Enfin, on peut, malgré tout, dire que ce petit monde animé par un même penchant pour cette substance illicite cohabite dans un climat où la solidarité et l’amitié restent à peu près authentiques et où les escroqueries, les arnaques qu’on attribue habituellement à ce milieu restent minimes.
Puis, arrive le jour où le fournisseur se déplace où cesse son activité, le temps des plans pourris où tu attends des heures un coup de téléphone qui ne vient pas et le manque qui se fait sentir. Commence alors la course contre la montre pour en trouver, ce qui occupe tout ton temps, ta tête, ton esprit, tes finances. Le plus souvent tu te retrancheras vers la grande ville la plus proche où selon les informations de ton réseau relationnel ton périple s’arrêtera peut-être, sinon, tu pousseras plus loin vers la capitale où, au pire, bien motivé, ce sera un aller-retour au pays des tulipes, avec tout ce que cela implique de galères, de frais supplémentaires, de souffrances physiques.
Reste la solution de s’abstenir jusqu’à la formation d’un nouveau « commerce ». Alors débute un autre combat face à un milieu médical mal informé sur le sujet voire pas du tout. Car dans certaines provinces, les institutions dites compétentes (médecins, hôpitaux…) appelées à l’aide dans ces moments là n’ont la plupart du temps aucune vraie information pratique sur le problème (alors que l’usager sait lui ce qu’il lui faut) et médicalement n’aident en rien sinon à t’abrutir à grands coups de calmants. Ledit toxico est, là encore plus à leurs yeux, un être agressif qu’il faut à tout prix rendre inoffensif. Que dire aussi des pharmaciens peu scrupuleux qui refusent de te détailler des seringues malgré la vente libre et t’obligent à acheter la dizaine voire la boîte entière (soit trente seringues) sachant bien que tu n’es pas en position d’aller te plaindre !

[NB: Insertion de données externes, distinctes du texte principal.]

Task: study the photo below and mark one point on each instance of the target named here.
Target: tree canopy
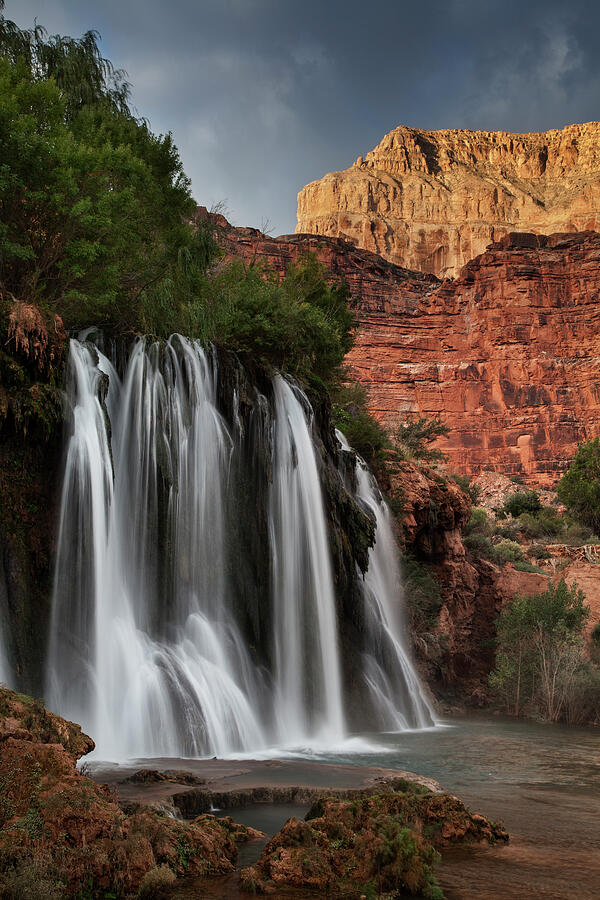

Contrairement aux grandes villes, l’anonymat est beaucoup plus difficile à conserver quand tu es repéré par les forces répressives locales, le SRPJ dont le département dépend, débarque et l’étau se resserre très rapidement. La promiscuité des relations a un risque encore plus important, la délation. Et, classique, la peur du gendarme pour les plus jeunes alliée à la parole des parents ayant foi en la justice, donnent des arrestations en cascade à la moindre petite affaire.
Du coup, le pauvre type reconnu à la tête du réseau fait la une des journaux locaux (voire même les actualités télévisées régionales) qui appuient leurs articles d’hypothèses les plus farfelues. Ils sera la « tête de turc » qui au jugement (qui sera exemplaire) écopera du maximum pour rassurer les honnêtes citoyens de la bourgade en question.
Quand à la personne séropositive, il lui est conseillé de n’en parler qu’à des gens de confiance, car la plupart des individus étant mal informés, et ayant nombre de préjugés (même parmi les consommateurs) des répercussions d’ordre professionnel, relationnel, le regard suspicieux que l’on lui portera sont à craindre.
Jusqu’au chantage affectif sur nos familles et nos enfants, l’usage de drogue est devenu un enfer, non pas par le produit, mais par la ségrégation, l’ostracisme, qui nous fait plus de mal que le produit lui-même, jusqu’à la maladie, jusqu’à la mort. Etre usager en province, c’est toujours prendre le risque d’être différent.